Metadata-Version: 2.1
Name: malloctag-tools
Version: 0.0.2
Summary: Utility to postprocess malloc-tag JSON snapshots
Project-URL: Bug Tracker, https://github.com/f18m/malloc-tag/issues
Project-URL: Homepage, https://github.com/f18m/malloc-tag
Author-email: Francesco Montorsi <francesco.montorsi@gmail.com>
Classifier: License :: OSI Approved :: MIT License
Classifier: Operating System :: OS Independent
Classifier: Programming Language :: Python :: 3
Requires-Python: >=3.7
Description-Content-Type: text/markdown

# malloc-tag

A lighweight, intrusive memory profiler that allows to categorize memory allocation inside C/C++ projects, for Linux systems.

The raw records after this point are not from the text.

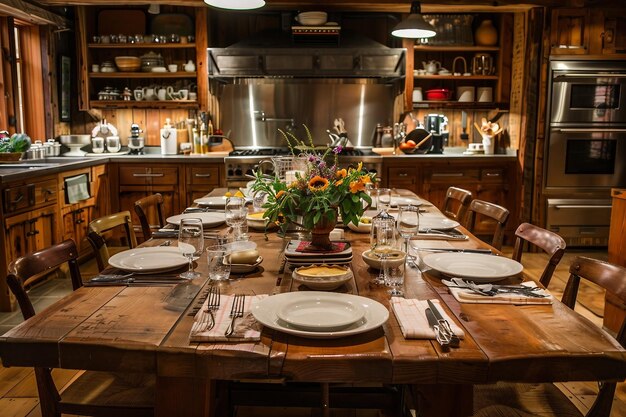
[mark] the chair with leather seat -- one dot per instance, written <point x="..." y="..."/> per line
<point x="484" y="211"/>
<point x="147" y="209"/>
<point x="92" y="393"/>
<point x="543" y="399"/>
<point x="551" y="243"/>
<point x="103" y="227"/>
<point x="456" y="203"/>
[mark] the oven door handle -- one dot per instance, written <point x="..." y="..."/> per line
<point x="590" y="75"/>
<point x="572" y="206"/>
<point x="587" y="130"/>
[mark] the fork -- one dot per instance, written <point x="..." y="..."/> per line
<point x="236" y="311"/>
<point x="213" y="304"/>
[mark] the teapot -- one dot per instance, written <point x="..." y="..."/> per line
<point x="432" y="66"/>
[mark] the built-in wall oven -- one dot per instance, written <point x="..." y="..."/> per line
<point x="585" y="148"/>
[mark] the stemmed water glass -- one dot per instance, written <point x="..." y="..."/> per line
<point x="408" y="224"/>
<point x="190" y="243"/>
<point x="236" y="212"/>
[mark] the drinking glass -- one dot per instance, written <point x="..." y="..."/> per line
<point x="408" y="224"/>
<point x="236" y="211"/>
<point x="219" y="265"/>
<point x="384" y="199"/>
<point x="191" y="243"/>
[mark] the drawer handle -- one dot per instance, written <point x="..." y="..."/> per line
<point x="148" y="175"/>
<point x="450" y="174"/>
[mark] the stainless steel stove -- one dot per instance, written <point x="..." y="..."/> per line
<point x="242" y="163"/>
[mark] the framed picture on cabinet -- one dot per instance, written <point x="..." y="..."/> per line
<point x="64" y="88"/>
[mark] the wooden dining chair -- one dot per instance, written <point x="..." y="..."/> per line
<point x="455" y="204"/>
<point x="92" y="393"/>
<point x="551" y="243"/>
<point x="147" y="209"/>
<point x="484" y="211"/>
<point x="101" y="228"/>
<point x="508" y="399"/>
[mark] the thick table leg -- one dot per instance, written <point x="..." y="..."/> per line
<point x="443" y="400"/>
<point x="190" y="397"/>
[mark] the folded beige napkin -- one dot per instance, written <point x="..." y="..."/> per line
<point x="465" y="295"/>
<point x="411" y="315"/>
<point x="247" y="329"/>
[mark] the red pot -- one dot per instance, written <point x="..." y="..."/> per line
<point x="438" y="94"/>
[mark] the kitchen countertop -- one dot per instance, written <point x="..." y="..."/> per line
<point x="36" y="168"/>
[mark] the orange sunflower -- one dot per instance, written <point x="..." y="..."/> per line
<point x="318" y="183"/>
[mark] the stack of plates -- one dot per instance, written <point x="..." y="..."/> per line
<point x="309" y="258"/>
<point x="320" y="315"/>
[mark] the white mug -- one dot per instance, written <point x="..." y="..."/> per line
<point x="465" y="93"/>
<point x="485" y="94"/>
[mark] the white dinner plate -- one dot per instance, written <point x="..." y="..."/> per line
<point x="403" y="201"/>
<point x="265" y="312"/>
<point x="208" y="219"/>
<point x="429" y="221"/>
<point x="474" y="266"/>
<point x="211" y="201"/>
<point x="144" y="260"/>
<point x="320" y="312"/>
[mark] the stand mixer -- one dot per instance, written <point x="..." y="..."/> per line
<point x="135" y="142"/>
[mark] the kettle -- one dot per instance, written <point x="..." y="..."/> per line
<point x="432" y="66"/>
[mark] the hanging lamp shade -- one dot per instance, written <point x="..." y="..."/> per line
<point x="414" y="26"/>
<point x="236" y="4"/>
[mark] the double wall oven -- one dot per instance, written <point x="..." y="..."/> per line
<point x="585" y="148"/>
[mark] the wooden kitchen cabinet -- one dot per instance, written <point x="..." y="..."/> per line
<point x="135" y="181"/>
<point x="202" y="179"/>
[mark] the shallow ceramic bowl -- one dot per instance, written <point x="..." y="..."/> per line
<point x="322" y="282"/>
<point x="396" y="258"/>
<point x="128" y="63"/>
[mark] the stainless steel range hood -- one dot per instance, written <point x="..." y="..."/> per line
<point x="278" y="55"/>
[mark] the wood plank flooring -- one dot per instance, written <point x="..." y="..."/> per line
<point x="18" y="391"/>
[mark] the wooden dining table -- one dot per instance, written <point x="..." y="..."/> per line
<point x="146" y="328"/>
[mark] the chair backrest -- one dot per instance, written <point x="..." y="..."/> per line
<point x="613" y="279"/>
<point x="548" y="241"/>
<point x="99" y="226"/>
<point x="149" y="208"/>
<point x="456" y="203"/>
<point x="480" y="210"/>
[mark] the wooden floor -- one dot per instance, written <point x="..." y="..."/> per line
<point x="18" y="392"/>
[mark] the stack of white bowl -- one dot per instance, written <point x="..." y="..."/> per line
<point x="312" y="18"/>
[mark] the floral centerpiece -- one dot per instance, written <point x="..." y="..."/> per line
<point x="315" y="195"/>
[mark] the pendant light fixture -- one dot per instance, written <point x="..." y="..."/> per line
<point x="414" y="26"/>
<point x="236" y="4"/>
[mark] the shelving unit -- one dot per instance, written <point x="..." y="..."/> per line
<point x="499" y="81"/>
<point x="92" y="83"/>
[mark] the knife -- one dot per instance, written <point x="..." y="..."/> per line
<point x="454" y="340"/>
<point x="442" y="338"/>
<point x="485" y="251"/>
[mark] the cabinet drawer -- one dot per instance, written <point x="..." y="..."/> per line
<point x="148" y="175"/>
<point x="46" y="191"/>
<point x="402" y="175"/>
<point x="453" y="175"/>
<point x="204" y="175"/>
<point x="493" y="175"/>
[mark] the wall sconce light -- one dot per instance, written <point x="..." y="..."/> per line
<point x="414" y="26"/>
<point x="236" y="4"/>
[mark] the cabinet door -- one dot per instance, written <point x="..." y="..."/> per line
<point x="570" y="31"/>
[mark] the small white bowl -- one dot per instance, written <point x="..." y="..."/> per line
<point x="395" y="259"/>
<point x="322" y="282"/>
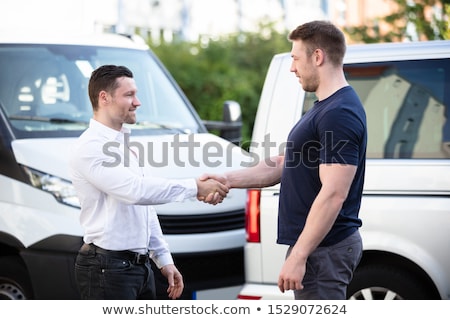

In short this project provides a small dynamic library (.so) containing a *malloc interposer* plus some basic **tagging facility** to **instrument** your code and add a tag / category to **each** memory allocation inside C/C++ projects. 
Malloc interposition (more on that later on) allows to intercept **any memory allocation** done using standard malloc()/new operators even if that happens from inside 3rd party libraries, C++ STL library, etc.

The malloc interposer provided in this project is garantueed to perform only O(1) counter updates and then simply use the original glibc malloc() implementation. In practice the per-malloc() overhead imposed by this library boils down to a few conditional jumps, a pointer deferencing and an integer sum.

In summary, this library enables **minimal-overhead, per-thread memory profiling**. It has been designed to be integrated as **"always on" profiler** vs being enabled only for debugging purposes. The target is to enable developers to answer questions like:

* Why your application is using so much memory?
* In which part of the code should you focus your attention to decrease the memory footprint of your application?
* Is there a thread/part of the code allocating abnormal amounts of memory? 
 

# High-Level Design Criteria

* close-to-zero overhead compared to original glibc malloc/free implementations to allow "always on" behavior
* zero memory allocations inside the malloc/free hooks themselves
* multi-threading friendly: no global mutexes (across all application's threads)
* fast memory accounting (happening for each malloc/free operation), slow reporting (this is expected to be a human-driven process for profiling purposes)
* C++ aware

# Technical Implementation

## Overview

A graphical overview of how malloc-tag works:

![overview_svg](docs/malloctag_overview.svg?raw=true "Malloc-tag implementation overview")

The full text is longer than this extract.